Stuart Levine, move over: The prosecution in the corruption trial of Democratic political insider Antoin "Tony" Rezko has a new star witness, Ali Ata.

Ata, a longtime Rezko business associate, pleaded guilty last month to lying to a federal agent and filing a false tax return.

Yesterday the Lemont resident testified about the dangers of not "playing ball" with Rezko.

From the Chicago Tribune, free registration required:

Testifying against Rezko at his corruption trial Thursday, Ata said he regularly dropped by to get marching orders and often bumped into other top officials waiting for the powerful Blagojevich administration insider.

Ata said one semi-regular at (Rezko's) office was Kelly King Dibble, a former Rezko employee tapped to head a state housing agency.

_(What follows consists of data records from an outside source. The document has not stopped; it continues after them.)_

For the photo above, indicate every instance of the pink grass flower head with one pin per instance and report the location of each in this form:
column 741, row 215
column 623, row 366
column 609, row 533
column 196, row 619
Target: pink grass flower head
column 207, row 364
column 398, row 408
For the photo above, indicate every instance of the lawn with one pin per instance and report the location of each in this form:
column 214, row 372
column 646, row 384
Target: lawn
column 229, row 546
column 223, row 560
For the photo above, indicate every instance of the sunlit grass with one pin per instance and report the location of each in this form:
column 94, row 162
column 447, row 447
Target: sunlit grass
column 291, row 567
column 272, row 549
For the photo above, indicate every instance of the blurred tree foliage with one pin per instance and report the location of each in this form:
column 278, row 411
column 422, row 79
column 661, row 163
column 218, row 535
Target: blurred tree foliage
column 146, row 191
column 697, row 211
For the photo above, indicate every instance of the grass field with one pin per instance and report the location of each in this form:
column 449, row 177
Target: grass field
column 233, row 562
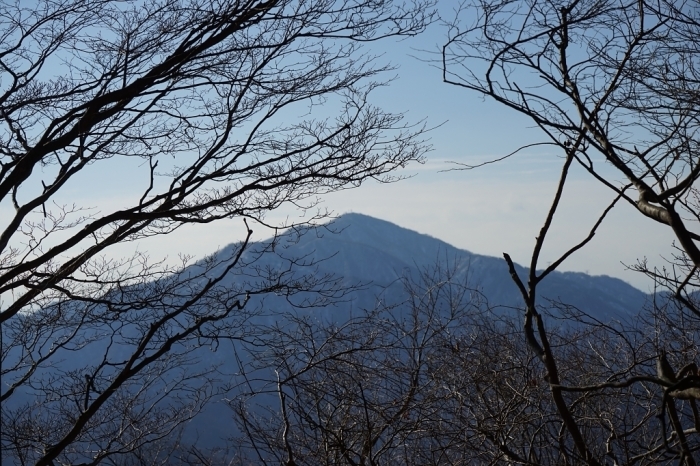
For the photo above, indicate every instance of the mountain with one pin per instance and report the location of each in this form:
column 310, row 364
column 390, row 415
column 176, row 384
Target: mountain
column 365, row 249
column 359, row 250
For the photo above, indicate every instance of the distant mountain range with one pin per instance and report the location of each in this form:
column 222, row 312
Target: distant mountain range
column 366, row 249
column 376, row 254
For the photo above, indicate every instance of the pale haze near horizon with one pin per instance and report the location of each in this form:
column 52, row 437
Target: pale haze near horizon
column 490, row 210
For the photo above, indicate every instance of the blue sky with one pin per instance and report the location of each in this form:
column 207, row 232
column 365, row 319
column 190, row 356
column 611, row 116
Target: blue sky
column 494, row 209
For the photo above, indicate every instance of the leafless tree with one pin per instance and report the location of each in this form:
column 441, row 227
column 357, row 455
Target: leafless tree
column 613, row 86
column 194, row 107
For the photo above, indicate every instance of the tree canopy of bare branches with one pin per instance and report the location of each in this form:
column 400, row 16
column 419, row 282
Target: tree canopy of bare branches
column 193, row 111
column 613, row 86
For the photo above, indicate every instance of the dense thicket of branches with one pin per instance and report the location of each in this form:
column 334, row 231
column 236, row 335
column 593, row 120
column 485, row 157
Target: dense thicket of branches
column 190, row 111
column 443, row 378
column 613, row 85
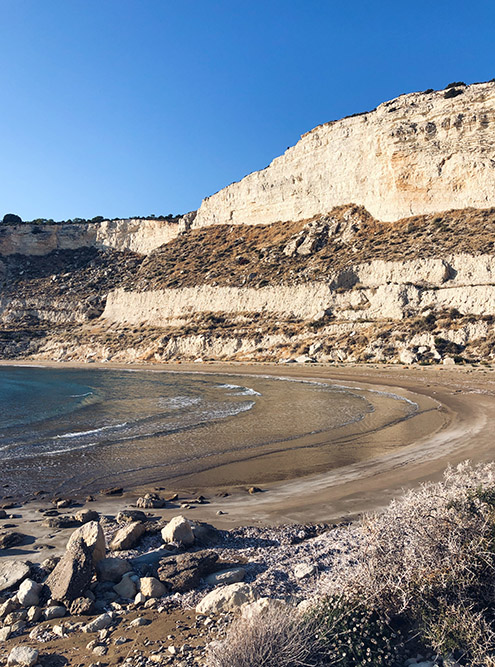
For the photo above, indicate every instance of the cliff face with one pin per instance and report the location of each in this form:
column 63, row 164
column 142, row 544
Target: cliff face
column 141, row 236
column 417, row 154
column 336, row 288
column 322, row 284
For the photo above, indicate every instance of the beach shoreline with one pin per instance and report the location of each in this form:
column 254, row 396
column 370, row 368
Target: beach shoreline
column 458, row 429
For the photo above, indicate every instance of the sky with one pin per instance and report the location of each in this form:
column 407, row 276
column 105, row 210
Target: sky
column 126, row 108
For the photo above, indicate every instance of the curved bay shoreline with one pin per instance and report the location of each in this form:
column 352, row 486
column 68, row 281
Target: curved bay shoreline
column 455, row 421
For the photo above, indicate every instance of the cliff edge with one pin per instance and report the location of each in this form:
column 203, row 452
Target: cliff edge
column 417, row 154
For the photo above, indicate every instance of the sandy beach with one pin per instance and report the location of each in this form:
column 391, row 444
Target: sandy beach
column 455, row 422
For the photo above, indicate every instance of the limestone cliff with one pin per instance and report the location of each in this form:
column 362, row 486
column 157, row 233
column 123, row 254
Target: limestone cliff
column 141, row 236
column 397, row 276
column 417, row 154
column 335, row 288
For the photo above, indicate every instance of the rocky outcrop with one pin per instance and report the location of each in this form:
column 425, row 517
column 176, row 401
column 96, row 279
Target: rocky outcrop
column 419, row 153
column 140, row 236
column 377, row 290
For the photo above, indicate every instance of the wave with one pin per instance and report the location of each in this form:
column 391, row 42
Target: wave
column 244, row 391
column 78, row 434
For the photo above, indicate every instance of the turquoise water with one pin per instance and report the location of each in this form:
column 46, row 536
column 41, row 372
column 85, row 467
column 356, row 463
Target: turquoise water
column 70, row 430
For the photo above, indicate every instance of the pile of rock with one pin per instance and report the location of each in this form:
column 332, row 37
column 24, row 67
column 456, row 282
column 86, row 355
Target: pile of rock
column 91, row 578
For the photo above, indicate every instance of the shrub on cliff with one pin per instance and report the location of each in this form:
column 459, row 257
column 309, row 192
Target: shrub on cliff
column 423, row 579
column 11, row 219
column 428, row 561
column 275, row 637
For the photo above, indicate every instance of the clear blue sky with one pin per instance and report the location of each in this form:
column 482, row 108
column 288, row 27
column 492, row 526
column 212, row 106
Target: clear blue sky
column 132, row 107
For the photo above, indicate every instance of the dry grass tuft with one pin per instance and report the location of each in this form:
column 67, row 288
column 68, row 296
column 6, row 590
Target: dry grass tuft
column 276, row 637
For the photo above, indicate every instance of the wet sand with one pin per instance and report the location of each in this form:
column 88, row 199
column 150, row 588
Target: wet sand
column 456, row 421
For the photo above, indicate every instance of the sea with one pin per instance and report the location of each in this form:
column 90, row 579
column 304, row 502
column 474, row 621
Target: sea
column 78, row 430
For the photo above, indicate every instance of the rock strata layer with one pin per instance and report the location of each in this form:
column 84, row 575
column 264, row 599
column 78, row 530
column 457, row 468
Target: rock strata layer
column 416, row 154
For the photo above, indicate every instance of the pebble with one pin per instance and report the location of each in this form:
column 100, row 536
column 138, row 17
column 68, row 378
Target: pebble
column 22, row 656
column 137, row 622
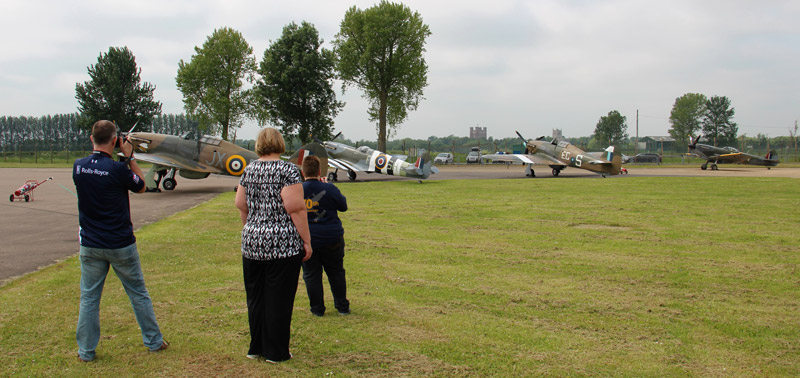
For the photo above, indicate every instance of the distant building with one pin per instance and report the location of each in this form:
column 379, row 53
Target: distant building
column 477, row 132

Once, Ata said, Dibble emerged from a session with Rezko looking disturbed. Dibble, Ata said he was later told, had resisted hiring a Rezko relative. So Rezko, Ata said, passed a message to Dibble "congratulating her on her new assignment," making it clear that the new assignment would be unemployment.

"It emphasized that you need to be a team player and follow the rules if you're going to be a part of the administration," Ata said. You had to take orders and listen, he said, or face consequences.

More...

Headline-grabbing allegations aside, Ata's most crucial role as a government witness may be to reinforce the impression that Rezko ran a shadow government out of his office. Similar charges were leveled earlier in the trial by prosecution star witness Stuart Levine, but his credibility was attacked by Rezko's lawyers who portrayed Levine as a habitual con man and drug abuser whose memory cannot be trusted.

And that is a big problem for Tony Rezko. Early on in the trial, even from my distant vantage point, I could see Rezko's attorney, Joseph Duffy, harping on the wild parties--with hard drugs as the fuel for the frivolities--at Lincolnwood's Purple Hotel, as the tool for Duffy to undermine Levine's believability during his closing statement.

Then along came Ata, who also testified about his "pay to play" maneuver that netted him a $127,000 a year state job.

Ata's testimony is a big problem for Barack Obama--Tony Rezko was one of Obama's first political sponsors. Rezko came across as a monster yesterday, and if Rezko is found guilty of corruption charges, it brings the Wilmette resident back into the national news. The trial will probably go on for a few more weeks, the prosecution is likely to rest its case on Monday--which means a verdict will be reached, barring a mistrial, well before the Democratic National Convention in Denver.

Any guess on which type of verdict Hillary Clinton is hoping for?